Practical Implications:
- For Taxpayers: Taxpayers can claim deductions for donations made to approved research institutions, provided the contributions are not in cash exceeding ₹2,000. This incentivizes contributions to research and development.
- For Businesses: Businesses with income chargeable under "Profits and gains of business or profession" cannot claim this deduction, limiting its applicability to individuals or entities with non-business income.
- For Institutions: Approved research institutions must furnish donation-related information to the income-tax authority to enable donors to claim deductions.
Critical Concepts:
- Gross Total Income: This refers to the total income of the taxpayer before allowing any deductions under this section. If it includes business income, the deduction under this section is not allowed.
- Approved Institutions: Only donations to institutions approved under specific provisions of the Income Tax Act (e.g., section 45(3)(a)(i) or (ii)) are eligible for deduction.
- Risk Management Strategy: The Income Tax Board may verify claims based on a risk-based approach, ensuring compliance and reducing fraudulent claims.
Compliance Steps:
- Ensure Eligibility: Verify that the recipient institution is approved under the relevant provisions of the Income Tax Act.
- Avoid Cash Donations: Ensure that cash contributions do not exceed ₹2,000 to claim the deduction.
- Maintain Documentation: Keep proof of payment (e.g., receipts, bank statements) and ensure the institution provides the necessary information to the income-tax authority.
- File Accurate Returns: Claim the deduction in the income tax return, ensuring alignment with the information furnished by the payee.
Examples:
- Scenario 1: An individual donates ₹50,000 via bank transfer to an approved university for scientific research. The individual can claim a deduction under Section 135(1)(a), provided their gross total income does not include business income.
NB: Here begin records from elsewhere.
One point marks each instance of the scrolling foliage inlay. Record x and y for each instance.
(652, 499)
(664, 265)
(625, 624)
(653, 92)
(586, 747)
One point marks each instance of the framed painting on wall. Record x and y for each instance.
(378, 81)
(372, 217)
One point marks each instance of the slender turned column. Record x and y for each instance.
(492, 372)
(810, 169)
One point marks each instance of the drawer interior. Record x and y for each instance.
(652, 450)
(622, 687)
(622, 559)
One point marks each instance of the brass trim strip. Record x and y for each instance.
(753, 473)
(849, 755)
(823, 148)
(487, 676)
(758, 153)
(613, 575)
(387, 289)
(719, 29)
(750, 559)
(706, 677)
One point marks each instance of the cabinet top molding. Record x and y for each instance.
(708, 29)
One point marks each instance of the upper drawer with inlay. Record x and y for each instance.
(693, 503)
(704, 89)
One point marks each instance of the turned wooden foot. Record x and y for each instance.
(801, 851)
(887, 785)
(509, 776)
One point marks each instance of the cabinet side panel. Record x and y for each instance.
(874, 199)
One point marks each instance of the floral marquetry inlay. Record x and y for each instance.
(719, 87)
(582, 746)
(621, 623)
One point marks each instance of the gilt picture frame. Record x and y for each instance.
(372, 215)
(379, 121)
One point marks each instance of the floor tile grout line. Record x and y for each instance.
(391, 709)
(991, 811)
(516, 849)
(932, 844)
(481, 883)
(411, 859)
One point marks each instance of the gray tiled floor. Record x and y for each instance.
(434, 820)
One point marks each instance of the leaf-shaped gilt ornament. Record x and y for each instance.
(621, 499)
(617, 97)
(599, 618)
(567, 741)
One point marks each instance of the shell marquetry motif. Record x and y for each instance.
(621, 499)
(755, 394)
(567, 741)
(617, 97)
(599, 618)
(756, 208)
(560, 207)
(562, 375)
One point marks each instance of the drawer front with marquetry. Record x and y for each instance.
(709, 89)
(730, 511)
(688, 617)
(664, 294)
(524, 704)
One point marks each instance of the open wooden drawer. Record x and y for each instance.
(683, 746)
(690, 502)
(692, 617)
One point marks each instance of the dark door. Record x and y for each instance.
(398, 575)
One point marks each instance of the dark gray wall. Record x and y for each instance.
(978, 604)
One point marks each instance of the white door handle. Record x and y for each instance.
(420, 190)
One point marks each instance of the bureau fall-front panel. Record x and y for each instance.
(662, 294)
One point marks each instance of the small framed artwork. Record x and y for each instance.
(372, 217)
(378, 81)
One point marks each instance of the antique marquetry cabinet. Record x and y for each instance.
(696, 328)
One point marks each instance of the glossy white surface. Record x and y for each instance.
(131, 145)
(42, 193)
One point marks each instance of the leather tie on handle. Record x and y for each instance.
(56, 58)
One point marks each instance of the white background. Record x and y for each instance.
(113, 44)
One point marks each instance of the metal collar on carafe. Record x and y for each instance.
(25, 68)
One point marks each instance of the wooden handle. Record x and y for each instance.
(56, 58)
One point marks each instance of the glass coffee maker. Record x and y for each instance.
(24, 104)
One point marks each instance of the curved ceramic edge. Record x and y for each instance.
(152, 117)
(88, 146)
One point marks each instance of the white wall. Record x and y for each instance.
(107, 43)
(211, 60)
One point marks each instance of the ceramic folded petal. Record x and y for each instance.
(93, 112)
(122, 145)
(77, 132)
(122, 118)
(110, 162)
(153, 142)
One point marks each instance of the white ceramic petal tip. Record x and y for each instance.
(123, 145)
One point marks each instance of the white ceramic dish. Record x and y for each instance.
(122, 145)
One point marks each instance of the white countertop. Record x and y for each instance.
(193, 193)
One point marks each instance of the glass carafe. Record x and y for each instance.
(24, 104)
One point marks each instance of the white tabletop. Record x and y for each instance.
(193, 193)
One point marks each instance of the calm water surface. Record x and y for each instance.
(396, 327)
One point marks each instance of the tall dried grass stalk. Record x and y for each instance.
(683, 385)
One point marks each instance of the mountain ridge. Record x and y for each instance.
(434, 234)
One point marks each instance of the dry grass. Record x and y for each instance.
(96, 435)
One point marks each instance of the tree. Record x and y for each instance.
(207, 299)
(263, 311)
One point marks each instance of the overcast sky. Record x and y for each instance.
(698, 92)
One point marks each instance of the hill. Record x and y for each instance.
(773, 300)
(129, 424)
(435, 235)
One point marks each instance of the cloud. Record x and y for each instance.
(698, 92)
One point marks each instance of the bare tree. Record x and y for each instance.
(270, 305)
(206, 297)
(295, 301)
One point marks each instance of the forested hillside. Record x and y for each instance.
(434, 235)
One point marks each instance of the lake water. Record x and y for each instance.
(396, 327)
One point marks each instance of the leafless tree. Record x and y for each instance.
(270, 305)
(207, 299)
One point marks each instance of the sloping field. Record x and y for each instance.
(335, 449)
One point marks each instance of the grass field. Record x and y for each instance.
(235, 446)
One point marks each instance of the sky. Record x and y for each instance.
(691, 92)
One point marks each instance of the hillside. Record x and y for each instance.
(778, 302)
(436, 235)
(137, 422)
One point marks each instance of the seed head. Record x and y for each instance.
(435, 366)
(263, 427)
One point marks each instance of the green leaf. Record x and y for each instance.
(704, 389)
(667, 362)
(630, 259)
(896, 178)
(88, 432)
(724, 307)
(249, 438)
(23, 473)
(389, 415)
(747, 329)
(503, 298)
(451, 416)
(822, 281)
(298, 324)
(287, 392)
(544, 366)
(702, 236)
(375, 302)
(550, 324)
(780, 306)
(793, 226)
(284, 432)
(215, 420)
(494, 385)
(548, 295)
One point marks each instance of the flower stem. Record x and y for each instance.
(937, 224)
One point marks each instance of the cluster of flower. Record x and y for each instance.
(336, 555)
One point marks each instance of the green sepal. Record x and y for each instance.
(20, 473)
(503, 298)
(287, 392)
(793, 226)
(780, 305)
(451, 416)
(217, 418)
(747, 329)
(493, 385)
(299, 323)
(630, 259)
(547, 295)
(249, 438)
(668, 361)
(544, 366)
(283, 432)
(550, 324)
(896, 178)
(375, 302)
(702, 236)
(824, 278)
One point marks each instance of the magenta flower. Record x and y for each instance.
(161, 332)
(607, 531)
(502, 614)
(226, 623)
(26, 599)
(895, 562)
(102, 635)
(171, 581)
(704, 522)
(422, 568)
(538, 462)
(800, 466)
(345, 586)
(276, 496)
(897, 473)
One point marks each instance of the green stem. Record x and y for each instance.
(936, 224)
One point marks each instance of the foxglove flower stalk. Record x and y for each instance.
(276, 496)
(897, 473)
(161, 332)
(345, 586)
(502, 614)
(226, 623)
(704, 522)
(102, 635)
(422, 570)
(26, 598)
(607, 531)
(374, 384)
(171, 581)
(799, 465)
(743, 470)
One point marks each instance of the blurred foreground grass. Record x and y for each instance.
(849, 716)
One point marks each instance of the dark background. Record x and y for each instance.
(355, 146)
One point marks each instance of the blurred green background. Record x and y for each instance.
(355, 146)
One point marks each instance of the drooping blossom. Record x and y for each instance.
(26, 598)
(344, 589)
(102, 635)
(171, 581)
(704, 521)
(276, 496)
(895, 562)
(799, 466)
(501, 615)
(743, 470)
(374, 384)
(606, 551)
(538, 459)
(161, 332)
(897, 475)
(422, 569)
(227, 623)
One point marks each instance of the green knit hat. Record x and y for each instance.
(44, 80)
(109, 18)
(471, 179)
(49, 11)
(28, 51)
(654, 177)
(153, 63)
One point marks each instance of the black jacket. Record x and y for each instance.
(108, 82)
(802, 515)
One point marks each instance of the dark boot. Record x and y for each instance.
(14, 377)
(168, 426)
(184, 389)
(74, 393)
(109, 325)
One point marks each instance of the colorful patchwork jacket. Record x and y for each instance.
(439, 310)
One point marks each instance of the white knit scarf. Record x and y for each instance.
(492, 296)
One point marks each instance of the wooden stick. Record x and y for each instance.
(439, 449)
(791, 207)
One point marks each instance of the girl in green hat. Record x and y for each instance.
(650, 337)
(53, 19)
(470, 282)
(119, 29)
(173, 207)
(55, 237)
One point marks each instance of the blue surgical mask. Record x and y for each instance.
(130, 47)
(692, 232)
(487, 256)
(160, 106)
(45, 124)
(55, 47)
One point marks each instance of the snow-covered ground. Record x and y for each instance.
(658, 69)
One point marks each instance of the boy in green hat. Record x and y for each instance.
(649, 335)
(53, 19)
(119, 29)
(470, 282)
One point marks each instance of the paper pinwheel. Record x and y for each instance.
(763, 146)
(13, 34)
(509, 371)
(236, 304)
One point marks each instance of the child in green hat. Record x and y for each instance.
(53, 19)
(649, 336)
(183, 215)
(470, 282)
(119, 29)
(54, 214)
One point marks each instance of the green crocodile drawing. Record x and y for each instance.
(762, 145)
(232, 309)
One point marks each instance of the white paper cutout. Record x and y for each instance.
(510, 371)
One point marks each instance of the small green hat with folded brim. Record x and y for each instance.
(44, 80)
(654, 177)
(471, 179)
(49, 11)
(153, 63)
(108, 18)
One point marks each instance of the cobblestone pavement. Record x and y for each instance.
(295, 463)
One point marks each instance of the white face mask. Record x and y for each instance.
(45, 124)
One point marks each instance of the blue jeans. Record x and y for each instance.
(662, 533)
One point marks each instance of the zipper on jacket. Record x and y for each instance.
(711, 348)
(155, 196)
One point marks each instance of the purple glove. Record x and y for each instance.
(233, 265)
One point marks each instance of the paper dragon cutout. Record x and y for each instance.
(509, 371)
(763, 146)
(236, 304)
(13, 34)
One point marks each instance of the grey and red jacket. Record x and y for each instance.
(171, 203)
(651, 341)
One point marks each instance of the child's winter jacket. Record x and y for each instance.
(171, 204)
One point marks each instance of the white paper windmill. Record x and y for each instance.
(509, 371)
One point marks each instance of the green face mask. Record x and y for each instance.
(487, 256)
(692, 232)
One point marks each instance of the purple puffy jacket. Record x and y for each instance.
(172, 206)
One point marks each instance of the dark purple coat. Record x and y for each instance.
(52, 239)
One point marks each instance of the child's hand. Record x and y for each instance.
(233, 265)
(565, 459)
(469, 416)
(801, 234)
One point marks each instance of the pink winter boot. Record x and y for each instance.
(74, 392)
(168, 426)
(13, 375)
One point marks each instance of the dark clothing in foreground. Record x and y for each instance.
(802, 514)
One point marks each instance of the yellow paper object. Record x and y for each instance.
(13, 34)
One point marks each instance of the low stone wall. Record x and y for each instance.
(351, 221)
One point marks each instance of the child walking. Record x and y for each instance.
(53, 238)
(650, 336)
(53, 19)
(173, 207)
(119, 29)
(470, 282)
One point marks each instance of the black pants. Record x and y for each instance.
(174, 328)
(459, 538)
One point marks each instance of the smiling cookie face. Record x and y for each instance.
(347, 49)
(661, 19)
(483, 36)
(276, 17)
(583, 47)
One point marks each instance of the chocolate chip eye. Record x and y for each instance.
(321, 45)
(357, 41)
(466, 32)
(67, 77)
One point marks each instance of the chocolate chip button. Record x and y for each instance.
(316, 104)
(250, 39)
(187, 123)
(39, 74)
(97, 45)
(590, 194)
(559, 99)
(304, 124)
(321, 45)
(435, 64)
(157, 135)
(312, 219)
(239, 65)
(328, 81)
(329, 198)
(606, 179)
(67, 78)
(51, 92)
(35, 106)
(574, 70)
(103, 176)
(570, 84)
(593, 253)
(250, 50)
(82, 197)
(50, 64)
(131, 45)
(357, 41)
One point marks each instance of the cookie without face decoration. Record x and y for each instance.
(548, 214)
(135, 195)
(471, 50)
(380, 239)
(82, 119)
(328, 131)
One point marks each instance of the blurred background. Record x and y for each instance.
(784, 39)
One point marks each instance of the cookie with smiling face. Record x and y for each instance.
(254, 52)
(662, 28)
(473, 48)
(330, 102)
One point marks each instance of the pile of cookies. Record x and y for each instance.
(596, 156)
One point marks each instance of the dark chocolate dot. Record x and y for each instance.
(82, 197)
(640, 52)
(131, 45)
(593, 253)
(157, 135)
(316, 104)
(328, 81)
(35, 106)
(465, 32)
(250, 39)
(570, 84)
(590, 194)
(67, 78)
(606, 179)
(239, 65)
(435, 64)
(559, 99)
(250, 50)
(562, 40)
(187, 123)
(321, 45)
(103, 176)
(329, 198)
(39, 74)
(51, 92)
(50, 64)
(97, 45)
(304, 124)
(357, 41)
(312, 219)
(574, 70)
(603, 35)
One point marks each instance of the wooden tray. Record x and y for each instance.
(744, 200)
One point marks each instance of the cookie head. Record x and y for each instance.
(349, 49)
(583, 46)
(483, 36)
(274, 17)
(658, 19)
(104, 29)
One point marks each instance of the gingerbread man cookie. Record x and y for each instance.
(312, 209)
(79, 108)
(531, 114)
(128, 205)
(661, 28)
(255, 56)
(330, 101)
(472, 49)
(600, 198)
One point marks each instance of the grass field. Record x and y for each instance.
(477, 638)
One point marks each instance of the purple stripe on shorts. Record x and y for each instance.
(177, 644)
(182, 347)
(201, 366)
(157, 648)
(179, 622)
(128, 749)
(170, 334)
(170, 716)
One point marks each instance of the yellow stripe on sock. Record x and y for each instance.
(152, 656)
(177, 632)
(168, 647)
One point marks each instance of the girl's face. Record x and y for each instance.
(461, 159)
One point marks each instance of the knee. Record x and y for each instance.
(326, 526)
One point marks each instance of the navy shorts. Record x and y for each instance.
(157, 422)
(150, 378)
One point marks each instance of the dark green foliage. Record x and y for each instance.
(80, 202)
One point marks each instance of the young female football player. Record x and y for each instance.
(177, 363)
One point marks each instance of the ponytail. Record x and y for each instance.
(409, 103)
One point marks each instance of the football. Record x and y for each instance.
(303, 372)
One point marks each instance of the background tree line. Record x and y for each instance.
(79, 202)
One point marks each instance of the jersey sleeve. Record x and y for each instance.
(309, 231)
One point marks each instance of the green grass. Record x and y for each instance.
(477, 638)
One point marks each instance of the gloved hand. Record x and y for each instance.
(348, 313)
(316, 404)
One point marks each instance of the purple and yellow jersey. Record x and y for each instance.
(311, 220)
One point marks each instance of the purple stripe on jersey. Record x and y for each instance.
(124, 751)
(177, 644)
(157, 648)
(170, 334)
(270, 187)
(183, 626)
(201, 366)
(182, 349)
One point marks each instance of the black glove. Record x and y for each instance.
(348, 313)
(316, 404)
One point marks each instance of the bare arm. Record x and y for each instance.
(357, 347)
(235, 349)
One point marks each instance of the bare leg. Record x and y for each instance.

- Scenario 2: A taxpayer donates ₹3,000 in cash to a research association for social science research. Since the cash donation exceeds ₹2,000, the deduction under Section 135(1)(b) is disallowed.
- Scenario 3: A donor contributes ₹1,00,000 to an approved institution, but the institution's approval is later withdrawn. The donor can still claim the deduction under Section 135(3), as the withdrawal does not affect the deduction.
This section promotes contributions to research while ensuring compliance through clear restrictions and verification mechanisms.